Russert: “And you’re comfortable sponsoring those kinds of events? That’s part of traditional family values?”
Coors: “Look, this is a very — you know, people are going to have a lot of different ideas about what this is all about. But it is about recognizing that everybody — everyone in this country — should be valued for what they are, and I believe that’s the way we recognize it at our company.”
We should be “valued for what we are.”
When Coors Brewing, an organization with a long and very poor record on gay issues, suddenly sponsors a raunch fetish party, they are valuing us for who we are.

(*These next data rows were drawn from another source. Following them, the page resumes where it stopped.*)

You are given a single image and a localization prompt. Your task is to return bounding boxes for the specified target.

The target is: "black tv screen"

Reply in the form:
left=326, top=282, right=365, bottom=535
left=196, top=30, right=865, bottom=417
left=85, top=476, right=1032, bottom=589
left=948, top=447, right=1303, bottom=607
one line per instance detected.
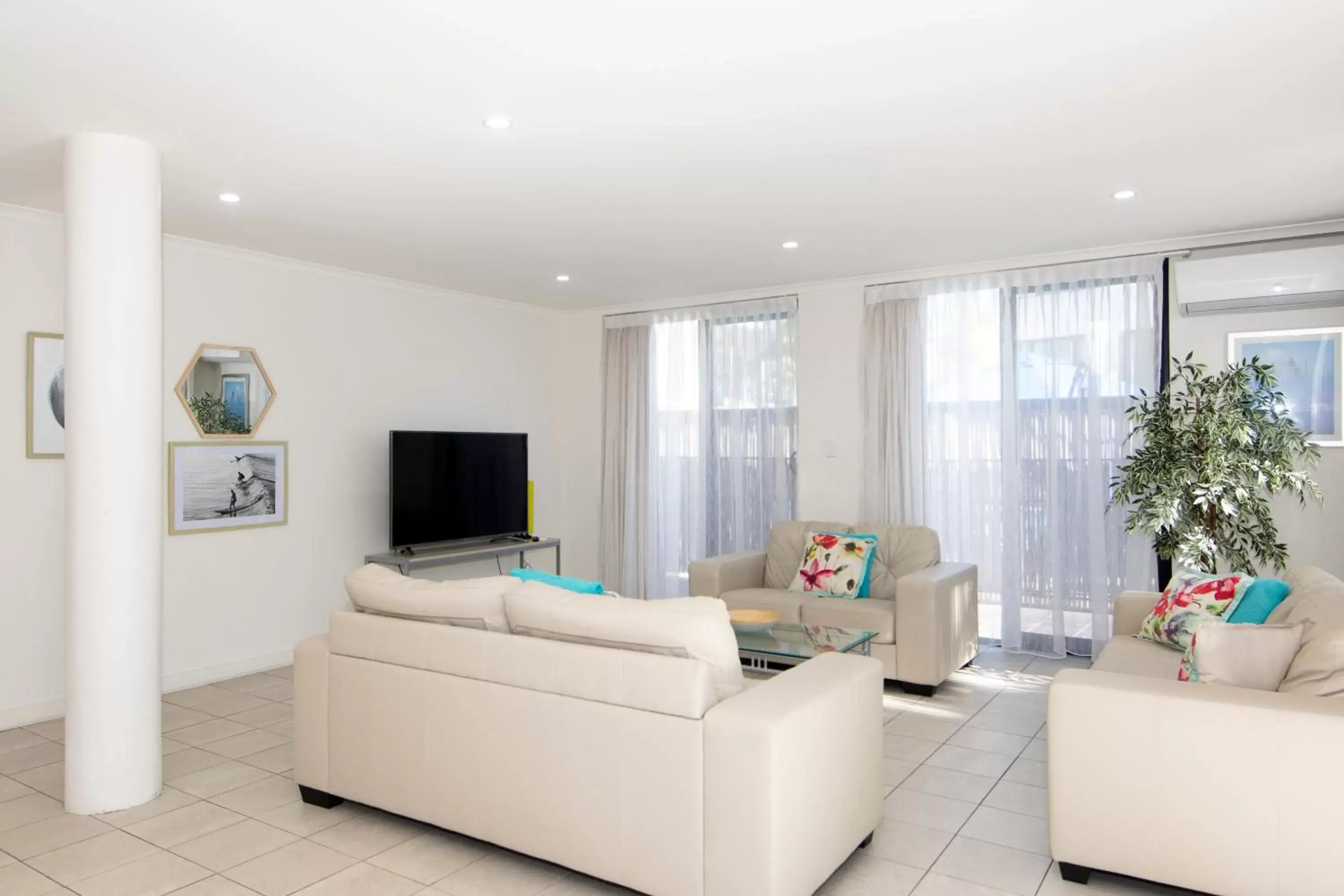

But when we ourselves demand to be treated as ordinary people–That’s an attack on the traditional family.
In a sense, it’s the hidden curse of diversity. For years, we insisted on the essential difference between gay and straight. We demanded that gays must be accepted as different.
Then some people apparently got the message: Gays are acceptable only if they are these strange, hypersexualized, fundamentally sub-human creatures. We can dance nude on stage or wet ourselves in public–but when we try to get married or raise a family, man, that’s sick. Most gay people will probably blame Pete Coors for this, and they’re not entirely wrong. But difficult as it is, I’d also put a fair bit of the blame on ourselves.
And, as I have asked before, which way is it to “just leave me alone, please?”